Prediction of adverse perinatal outcome by fetal biometry: comparison of customized and population-based standards

D Kabiri  1   2   3 R Romero  1   4   5   6   7   8 D W Gudicha  1   2 E Hernandez-Andrade  1   2 P Pacora  1   2 N Benshalom-Tirosh  1   2 D Tirosh  1   2 L Yeo  1   2 O Erez  1   2   9 S S Hassan  1   2   10 A L Tarca  1   2   11
Affiliations
Comparative Study

Prediction of adverse perinatal outcome by fetal biometry: comparison of customized and population-based standards

D Kabiri et al. Ultrasound Obstet Gynecol. 2020 Feb.

Abstract

Objective: To compare the predictive performance of estimated fetal weight (EFW) percentiles, according to eight growth standards, to detect fetuses at risk for adverse perinatal outcome.

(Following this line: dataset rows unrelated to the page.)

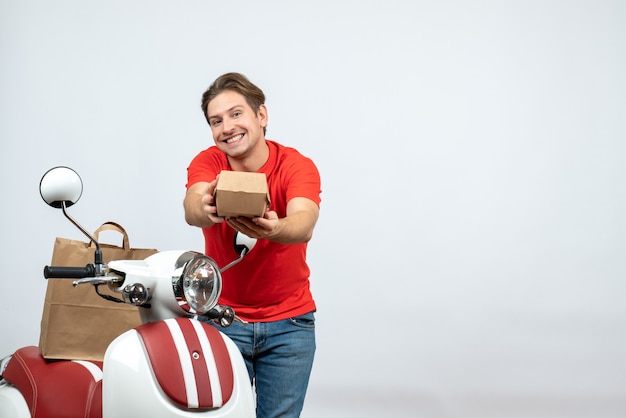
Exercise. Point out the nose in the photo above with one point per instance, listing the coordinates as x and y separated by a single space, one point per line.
227 125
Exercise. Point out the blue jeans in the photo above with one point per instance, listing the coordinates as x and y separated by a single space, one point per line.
279 357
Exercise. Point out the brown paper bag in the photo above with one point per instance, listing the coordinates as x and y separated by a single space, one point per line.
77 324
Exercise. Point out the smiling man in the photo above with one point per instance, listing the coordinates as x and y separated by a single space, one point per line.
270 288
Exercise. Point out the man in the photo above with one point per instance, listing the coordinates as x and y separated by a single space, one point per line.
270 288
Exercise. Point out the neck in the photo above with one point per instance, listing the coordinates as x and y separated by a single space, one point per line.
252 162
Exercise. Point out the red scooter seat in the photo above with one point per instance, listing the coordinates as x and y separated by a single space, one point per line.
56 388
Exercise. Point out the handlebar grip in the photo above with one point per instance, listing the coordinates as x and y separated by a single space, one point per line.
58 272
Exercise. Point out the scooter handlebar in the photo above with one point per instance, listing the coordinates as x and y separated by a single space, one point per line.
59 272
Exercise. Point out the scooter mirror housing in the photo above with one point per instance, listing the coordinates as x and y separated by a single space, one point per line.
61 185
243 243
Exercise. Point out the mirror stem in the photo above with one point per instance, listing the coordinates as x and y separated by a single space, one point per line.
76 224
232 263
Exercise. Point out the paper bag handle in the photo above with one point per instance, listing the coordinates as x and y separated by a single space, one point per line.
112 226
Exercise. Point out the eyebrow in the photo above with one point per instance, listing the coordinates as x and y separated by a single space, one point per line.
227 111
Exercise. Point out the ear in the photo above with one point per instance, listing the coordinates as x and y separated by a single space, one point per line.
262 115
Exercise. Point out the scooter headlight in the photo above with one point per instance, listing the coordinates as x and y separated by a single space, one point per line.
199 285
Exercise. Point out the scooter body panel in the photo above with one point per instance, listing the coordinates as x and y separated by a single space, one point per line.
130 388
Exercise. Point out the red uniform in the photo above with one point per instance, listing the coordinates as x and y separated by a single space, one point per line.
272 282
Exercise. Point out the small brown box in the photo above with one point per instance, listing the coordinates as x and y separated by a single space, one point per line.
239 193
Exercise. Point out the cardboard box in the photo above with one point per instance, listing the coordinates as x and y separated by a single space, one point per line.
239 193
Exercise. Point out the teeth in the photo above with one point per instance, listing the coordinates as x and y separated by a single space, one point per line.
234 139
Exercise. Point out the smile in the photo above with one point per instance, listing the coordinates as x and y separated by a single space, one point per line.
234 139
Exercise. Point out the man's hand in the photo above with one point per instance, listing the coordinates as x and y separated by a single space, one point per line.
199 203
296 227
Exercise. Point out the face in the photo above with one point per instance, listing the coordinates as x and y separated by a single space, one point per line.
237 129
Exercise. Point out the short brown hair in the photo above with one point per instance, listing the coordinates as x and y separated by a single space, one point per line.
238 83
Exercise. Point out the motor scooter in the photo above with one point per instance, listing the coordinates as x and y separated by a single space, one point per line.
170 366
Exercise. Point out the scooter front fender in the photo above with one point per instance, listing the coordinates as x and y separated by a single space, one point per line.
130 387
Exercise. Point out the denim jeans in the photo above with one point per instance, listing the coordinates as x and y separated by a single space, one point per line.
279 357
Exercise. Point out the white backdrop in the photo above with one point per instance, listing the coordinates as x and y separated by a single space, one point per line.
469 259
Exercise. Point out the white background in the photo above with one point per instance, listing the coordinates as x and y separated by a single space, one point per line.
470 256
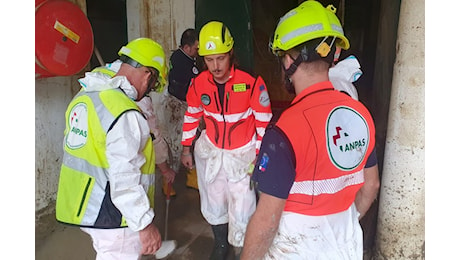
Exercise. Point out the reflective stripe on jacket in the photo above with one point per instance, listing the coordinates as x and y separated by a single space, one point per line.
83 197
245 111
331 141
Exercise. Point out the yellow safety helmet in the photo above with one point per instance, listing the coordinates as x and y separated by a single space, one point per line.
148 53
215 38
310 20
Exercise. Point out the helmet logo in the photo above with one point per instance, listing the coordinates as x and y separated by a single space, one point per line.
210 46
323 49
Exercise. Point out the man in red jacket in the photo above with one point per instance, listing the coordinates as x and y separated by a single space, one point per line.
317 170
236 109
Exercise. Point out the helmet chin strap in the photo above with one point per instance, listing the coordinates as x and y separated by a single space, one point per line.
289 72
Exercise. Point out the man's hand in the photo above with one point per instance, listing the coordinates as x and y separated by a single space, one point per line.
151 239
187 157
168 173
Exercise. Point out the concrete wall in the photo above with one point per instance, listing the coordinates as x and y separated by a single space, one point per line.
401 220
164 21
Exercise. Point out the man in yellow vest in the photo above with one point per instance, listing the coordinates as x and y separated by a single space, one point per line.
106 184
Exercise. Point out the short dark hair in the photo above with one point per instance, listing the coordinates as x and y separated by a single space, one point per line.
188 37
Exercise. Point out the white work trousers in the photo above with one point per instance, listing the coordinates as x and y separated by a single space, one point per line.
329 237
115 244
224 186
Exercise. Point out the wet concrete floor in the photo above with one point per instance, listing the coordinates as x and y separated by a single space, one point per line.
186 225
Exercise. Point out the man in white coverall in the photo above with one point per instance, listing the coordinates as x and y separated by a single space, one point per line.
236 109
159 143
317 170
106 184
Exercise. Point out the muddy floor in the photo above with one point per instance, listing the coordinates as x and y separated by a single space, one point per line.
186 226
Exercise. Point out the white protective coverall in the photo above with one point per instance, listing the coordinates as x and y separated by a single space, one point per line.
124 172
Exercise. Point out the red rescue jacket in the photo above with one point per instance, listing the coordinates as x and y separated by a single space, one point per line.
245 111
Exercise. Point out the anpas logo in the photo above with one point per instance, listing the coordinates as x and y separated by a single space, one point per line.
347 138
78 124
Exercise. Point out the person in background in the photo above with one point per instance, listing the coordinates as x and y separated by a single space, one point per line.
106 183
236 109
183 67
316 172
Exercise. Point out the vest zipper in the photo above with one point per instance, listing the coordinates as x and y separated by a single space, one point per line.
83 199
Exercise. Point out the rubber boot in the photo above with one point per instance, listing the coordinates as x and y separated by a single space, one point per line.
192 181
219 252
172 192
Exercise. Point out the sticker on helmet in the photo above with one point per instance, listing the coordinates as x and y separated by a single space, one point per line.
195 70
78 127
264 99
205 99
347 138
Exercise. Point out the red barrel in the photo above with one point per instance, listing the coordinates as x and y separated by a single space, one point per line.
63 38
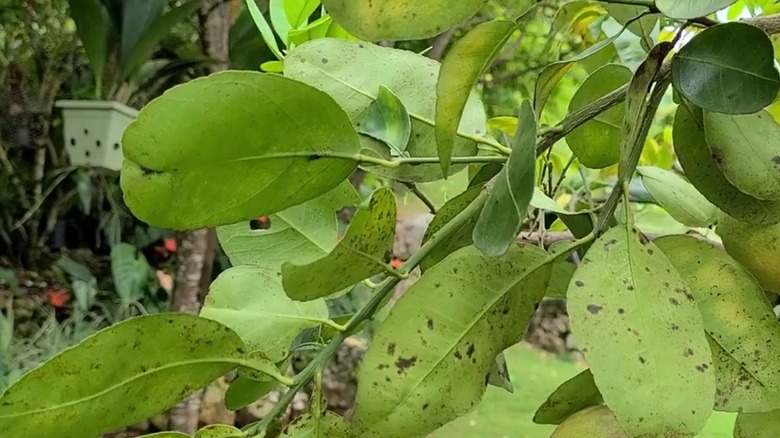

Methods: This was a retrospective cohort study of 3437 African-American women. Population-based (Hadlock, INTERGROWTH-21st , World Health Organization (WHO), Fetal Medicine Foundation (FMF)), ethnicity-specific (Eunice Kennedy Shriver National Institute of Child Health and Human Development (NICHD)), customized (Gestation-Related Optimal Weight (GROW)) and African-American customized (Perinatology Research Branch (PRB)/NICHD) growth standards were used to calculate EFW percentiles from the last available scan prior to delivery. Prediction performance indices and relative risk (RR) were calculated for EFW < 10th and > 90th percentiles, according to each standard, for individual and composite adverse perinatal outcomes. Sensitivity at a fixed (10%) false-positive rate (FPR) and partial (FPR < 10%) and full areas under the receiver-operating-characteristics curves (AUC) were compared between the standards.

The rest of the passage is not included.